Employment Tribunal victimisation ruling quashed after judge fell asleep twice during hearing
An employer which was found to have “victimised” a former employee after sifting out her application for a job has successfully challenged a tribunal’s decision to uphold her claim, after the employment judge “fell fully asleep not once but twice” during the hearing.
The Employment Appeal Tribunal (EAT) allowed an appeal against the decision of the Employment Tribunal (ET) after finding that the judge “very unfortunately” fell asleep on two occasions while the claimant was being cross-examined, which vitiated its decision in her favour.
The incident took place in March 2018 during a hearing of a victimisation claim by Jane Wess against the Science Museum Group, following two unsuccessful job applications.
‘Victimisation’
The EAT heard that the claimant had worked for the respondent for 33 years until she was made redundant from her position as senior curator for science as part of a restructuring in 2012.
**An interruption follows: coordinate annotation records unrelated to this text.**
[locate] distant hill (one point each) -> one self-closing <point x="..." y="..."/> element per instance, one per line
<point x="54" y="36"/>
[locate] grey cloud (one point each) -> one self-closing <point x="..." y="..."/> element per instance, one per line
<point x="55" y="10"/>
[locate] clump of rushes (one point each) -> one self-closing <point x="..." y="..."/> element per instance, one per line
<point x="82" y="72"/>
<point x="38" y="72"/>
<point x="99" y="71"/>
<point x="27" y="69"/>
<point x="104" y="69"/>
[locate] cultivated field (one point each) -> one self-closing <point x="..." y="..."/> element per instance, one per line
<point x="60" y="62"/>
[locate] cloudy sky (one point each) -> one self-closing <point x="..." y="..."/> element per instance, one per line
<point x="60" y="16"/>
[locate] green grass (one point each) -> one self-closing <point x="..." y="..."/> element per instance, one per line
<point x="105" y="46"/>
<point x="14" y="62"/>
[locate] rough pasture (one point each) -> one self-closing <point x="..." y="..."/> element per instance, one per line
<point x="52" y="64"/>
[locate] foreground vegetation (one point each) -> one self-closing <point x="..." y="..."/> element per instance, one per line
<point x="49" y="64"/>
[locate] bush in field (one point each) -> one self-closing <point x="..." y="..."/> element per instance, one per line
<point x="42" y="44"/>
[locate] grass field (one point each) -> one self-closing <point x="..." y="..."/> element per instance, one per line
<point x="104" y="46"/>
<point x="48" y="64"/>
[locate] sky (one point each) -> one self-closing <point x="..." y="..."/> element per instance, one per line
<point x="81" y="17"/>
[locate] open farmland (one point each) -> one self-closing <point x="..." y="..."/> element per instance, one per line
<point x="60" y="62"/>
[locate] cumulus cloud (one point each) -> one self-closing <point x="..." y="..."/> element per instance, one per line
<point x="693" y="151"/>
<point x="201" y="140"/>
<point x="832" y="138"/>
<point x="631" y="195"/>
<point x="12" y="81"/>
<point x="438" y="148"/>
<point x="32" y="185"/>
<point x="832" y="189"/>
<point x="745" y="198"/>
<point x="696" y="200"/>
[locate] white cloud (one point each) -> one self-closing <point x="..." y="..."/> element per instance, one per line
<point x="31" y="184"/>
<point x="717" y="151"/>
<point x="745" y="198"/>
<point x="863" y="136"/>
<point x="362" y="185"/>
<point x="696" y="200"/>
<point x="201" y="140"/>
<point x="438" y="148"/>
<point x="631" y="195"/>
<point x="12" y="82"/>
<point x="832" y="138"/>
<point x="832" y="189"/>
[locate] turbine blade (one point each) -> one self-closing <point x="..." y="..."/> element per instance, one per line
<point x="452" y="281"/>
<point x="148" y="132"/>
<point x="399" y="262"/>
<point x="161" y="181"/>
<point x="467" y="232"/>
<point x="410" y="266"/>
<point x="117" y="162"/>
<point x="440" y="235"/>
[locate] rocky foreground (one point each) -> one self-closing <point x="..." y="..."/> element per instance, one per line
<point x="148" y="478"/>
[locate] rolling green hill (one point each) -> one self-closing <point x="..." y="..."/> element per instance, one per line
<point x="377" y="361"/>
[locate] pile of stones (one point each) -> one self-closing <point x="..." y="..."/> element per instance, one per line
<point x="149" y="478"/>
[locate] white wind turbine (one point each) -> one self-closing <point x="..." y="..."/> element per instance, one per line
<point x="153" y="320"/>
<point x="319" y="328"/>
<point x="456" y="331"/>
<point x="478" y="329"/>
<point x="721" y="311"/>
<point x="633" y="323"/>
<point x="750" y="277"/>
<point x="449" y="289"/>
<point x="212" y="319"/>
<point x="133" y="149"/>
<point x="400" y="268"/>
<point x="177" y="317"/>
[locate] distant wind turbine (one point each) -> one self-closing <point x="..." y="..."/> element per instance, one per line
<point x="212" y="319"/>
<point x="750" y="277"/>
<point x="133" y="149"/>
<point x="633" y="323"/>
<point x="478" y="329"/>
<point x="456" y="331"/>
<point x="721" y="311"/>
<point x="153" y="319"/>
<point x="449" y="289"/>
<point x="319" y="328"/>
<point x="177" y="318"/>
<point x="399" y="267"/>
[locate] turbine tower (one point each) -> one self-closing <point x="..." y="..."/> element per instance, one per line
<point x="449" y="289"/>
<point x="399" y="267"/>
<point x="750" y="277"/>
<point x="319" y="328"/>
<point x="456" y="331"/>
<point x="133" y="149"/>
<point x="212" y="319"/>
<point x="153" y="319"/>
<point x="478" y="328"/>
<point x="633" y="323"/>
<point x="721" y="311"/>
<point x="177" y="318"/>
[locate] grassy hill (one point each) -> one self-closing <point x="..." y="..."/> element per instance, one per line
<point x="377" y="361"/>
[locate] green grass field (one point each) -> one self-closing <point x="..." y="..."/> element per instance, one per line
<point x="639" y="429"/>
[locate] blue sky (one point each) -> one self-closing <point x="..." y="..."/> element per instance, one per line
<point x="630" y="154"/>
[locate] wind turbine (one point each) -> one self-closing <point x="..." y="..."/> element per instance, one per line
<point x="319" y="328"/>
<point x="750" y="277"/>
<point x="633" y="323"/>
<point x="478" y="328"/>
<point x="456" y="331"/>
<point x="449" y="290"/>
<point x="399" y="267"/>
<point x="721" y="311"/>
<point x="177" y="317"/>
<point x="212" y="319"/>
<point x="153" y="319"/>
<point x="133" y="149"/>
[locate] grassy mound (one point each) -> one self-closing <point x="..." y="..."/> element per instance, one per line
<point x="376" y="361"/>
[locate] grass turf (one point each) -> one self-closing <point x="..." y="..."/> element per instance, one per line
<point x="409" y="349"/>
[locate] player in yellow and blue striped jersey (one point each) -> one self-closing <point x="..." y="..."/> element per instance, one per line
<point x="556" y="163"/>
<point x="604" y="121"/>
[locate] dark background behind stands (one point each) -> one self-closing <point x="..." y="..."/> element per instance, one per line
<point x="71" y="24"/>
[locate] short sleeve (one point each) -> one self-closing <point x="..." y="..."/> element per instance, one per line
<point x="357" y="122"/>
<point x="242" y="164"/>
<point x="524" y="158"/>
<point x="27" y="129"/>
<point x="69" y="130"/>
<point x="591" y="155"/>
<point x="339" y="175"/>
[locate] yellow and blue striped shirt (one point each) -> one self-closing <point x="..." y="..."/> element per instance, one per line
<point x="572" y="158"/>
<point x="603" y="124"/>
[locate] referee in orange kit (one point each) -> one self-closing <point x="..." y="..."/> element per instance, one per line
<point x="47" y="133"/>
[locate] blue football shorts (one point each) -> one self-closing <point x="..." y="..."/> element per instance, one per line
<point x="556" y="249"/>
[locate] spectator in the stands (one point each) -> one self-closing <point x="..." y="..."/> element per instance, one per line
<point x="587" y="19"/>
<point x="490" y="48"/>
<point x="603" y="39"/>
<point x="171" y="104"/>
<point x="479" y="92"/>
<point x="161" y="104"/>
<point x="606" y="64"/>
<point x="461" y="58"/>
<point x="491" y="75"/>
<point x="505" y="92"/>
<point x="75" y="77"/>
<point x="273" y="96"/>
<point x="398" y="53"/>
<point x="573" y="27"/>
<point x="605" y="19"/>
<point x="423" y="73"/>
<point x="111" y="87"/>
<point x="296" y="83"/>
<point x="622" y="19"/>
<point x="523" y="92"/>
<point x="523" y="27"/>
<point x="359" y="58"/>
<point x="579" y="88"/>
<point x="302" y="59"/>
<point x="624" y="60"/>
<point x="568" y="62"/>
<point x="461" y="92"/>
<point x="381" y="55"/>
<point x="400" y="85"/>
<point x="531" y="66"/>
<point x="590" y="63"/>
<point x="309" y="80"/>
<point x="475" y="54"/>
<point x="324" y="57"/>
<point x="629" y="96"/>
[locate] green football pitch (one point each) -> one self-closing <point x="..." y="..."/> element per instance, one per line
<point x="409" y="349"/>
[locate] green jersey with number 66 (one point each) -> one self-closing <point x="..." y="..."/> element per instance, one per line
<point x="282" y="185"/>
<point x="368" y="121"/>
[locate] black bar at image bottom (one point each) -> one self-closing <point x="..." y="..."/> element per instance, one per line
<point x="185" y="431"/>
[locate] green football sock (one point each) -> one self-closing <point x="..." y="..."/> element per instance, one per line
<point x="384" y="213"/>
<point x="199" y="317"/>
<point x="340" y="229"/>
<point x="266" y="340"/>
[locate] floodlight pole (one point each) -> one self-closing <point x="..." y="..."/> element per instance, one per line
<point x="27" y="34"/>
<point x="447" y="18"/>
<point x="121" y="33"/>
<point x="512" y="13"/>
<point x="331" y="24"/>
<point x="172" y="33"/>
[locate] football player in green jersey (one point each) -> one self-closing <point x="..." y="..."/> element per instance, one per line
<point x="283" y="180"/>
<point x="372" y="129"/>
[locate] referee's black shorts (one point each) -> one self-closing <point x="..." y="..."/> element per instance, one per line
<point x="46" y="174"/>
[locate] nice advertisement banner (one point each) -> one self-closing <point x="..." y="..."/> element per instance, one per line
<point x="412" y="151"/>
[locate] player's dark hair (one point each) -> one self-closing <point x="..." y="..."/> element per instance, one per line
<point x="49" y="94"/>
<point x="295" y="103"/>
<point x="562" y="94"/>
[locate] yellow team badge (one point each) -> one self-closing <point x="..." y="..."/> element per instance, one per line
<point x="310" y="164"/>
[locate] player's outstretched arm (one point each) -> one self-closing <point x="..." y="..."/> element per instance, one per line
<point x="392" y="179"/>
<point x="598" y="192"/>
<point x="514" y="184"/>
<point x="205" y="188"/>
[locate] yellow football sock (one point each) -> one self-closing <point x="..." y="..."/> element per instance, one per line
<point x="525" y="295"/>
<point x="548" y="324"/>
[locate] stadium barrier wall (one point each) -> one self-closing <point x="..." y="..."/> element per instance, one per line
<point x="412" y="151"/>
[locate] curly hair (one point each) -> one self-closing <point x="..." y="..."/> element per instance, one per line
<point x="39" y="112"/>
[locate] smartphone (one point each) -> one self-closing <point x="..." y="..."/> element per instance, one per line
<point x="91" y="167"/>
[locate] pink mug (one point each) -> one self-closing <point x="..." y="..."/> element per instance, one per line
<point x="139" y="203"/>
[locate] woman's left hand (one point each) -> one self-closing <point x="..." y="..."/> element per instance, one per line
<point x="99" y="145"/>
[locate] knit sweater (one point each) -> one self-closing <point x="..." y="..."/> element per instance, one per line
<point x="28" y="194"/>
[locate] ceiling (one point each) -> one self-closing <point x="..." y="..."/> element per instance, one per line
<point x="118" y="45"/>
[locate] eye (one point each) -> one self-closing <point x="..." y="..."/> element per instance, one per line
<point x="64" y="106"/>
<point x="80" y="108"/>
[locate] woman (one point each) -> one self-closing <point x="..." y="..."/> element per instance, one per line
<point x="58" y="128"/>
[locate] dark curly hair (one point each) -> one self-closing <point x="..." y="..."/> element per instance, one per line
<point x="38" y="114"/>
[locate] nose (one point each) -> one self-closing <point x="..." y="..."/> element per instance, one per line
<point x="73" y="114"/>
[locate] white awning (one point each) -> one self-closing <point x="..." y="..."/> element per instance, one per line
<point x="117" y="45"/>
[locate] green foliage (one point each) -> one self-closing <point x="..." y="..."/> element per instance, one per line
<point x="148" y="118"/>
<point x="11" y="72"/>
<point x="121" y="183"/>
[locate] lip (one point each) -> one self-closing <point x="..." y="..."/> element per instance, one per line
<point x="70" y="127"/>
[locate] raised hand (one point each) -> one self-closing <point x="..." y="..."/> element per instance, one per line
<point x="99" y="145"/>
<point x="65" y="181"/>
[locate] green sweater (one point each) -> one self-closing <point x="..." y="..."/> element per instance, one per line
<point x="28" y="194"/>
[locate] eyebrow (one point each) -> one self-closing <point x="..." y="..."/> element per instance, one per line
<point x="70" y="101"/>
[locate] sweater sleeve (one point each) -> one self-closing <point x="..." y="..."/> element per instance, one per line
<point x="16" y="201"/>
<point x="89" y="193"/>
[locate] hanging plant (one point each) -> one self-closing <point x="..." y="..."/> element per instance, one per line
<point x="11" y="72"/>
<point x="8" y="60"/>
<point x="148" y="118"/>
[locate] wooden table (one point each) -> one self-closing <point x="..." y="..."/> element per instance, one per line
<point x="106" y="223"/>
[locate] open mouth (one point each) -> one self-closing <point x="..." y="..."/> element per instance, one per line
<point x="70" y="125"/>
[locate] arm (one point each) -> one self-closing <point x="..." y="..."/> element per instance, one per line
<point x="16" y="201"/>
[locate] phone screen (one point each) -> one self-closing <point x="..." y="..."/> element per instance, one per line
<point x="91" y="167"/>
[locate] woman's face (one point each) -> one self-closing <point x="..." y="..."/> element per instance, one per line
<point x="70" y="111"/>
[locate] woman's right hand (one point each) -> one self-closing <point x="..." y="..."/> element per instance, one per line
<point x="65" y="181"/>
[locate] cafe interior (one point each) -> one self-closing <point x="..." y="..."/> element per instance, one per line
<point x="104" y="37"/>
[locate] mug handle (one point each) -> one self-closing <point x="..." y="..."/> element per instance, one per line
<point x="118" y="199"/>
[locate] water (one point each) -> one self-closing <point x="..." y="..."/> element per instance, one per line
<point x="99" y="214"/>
She subsequently pursued Employment Tribunal claims for unfair and wrongful dismissal, as well as age and sex discrimination, all of which were unsuccessful.
In January 2017 the respondent advertised two assistant curator positions and the claimant applied, only to be informed by letter that her application would not be taken further, as she was “significantly overqualified for the role”.
She presented a claim to the ET to the effect that the decision amounted to victimisation, contrary to sections 27 and 39 Equality Act 2010, relying on her previous ET claims as protected acts.
Then in February 2017 the claimant applied for another job when the respondent advertised the position of cultural project manager, but again she was unsuccessful, having been advised by email that she was not among the candidates who were invited for interview.
She submitted a further claim of victimisation to the ET, relying on the same protected acts.
The two claims were heard together at the Central London Employment Tribunal before a three-member panel chaired by Employment Judge Paul Stewart.
‘Judge lost consciousness’
The first claim succeeded and the second claim failed, but the respondent appealed the decision to uphold the first claim.
The EAT was told that during the first day of the three-day hearing of the two claims, the party litigant claimant had given her evidence and was being cross-examined by barrister Tim Sheppard.
The respondent’s solicitor described what happened next: “At around 3.00pm, I noticed employment Judge Stewart’s hands slide off the desk in front of him. At the same time, his head slumped and his eyes were closed. He stopped taking a note of the exchange between Mr Sheppard and the Claimant and had stopped engaging with the documentation in front of him. He appeared to lose consciousness entirely.”
The judge regained consciousness after a minute or two, but fell asleep again within half-an-hour.
Mr Sheppard, who also noticed that the judge had dozed off, described how he tried to wake the judge: “On the second occasion, which was at approximately 3.30pm, I raised my voice and banged my cup on the table a few times in order to command employment Judge Stewart’s attention. I then stated ‘Sir’ on a few occasions, at which point Judge Stewart visibly regained consciousness and composure.”
The claimant’s husband, however, didn’t think the judge had been asleep, but said he had adopted a “meditative posture”.
Judge Stewart told the appeal tribunal that he did not recall falling asleep, but admitted that “the absence of such a memory does nothing to rebut the allegation”.
‘Fairness of the hearing was affected’
Allowing the appeal, the EAT ruled that a fair-minded informed observer would conclude that there was a real possibility that the fairness of the hearing was affected, having found, on the balance of probabilities, that Judge Stewart had indeed fallen asleep.
In a written judgment, Judge Simon Auerbach said: “In this case, the judge did not appear momentarily to be inattentive, or to nod his head. He appeared to, and I have found, did, fully fall asleep on two occasions, and, on the second occasion, only became fully alert again after significant intervention from a representative. This occurred during the course of the cross-examination of a witness, specifically, one of the parties.
“The claimant argued that it could be seen that the ET was aware of all the issues covered in this part of the cross-examination. But the cross-examination of the claimant on points at issue was a material and important part of the process.
“In all the circumstances, a fair-minded informed observer would conclude that there was a real possibility that the fairness of the hearing was affected. This, very unfortunately, does, in my judgment, vitiate the decision. The appeal therefore succeeded on this ground alone.”
While the ET decision had been unanimous, the appeal would, in any event, have been allowed, on the basis that the ET did not reach a sufficiently clear and specific conclusion in respect of the claimant’s case as to the explanation for the decision to sift out her application, being that she was regarded as significantly overqualified for the position.
However, the appeal would not have been upheld by reference to the grounds of appeal challenging the ET’s decision that the burden of proof passed to the respondent. Although the specific matters relied upon by the ET as shifting the burden were too narrow, the wider undisputed facts were such as to justify that decision.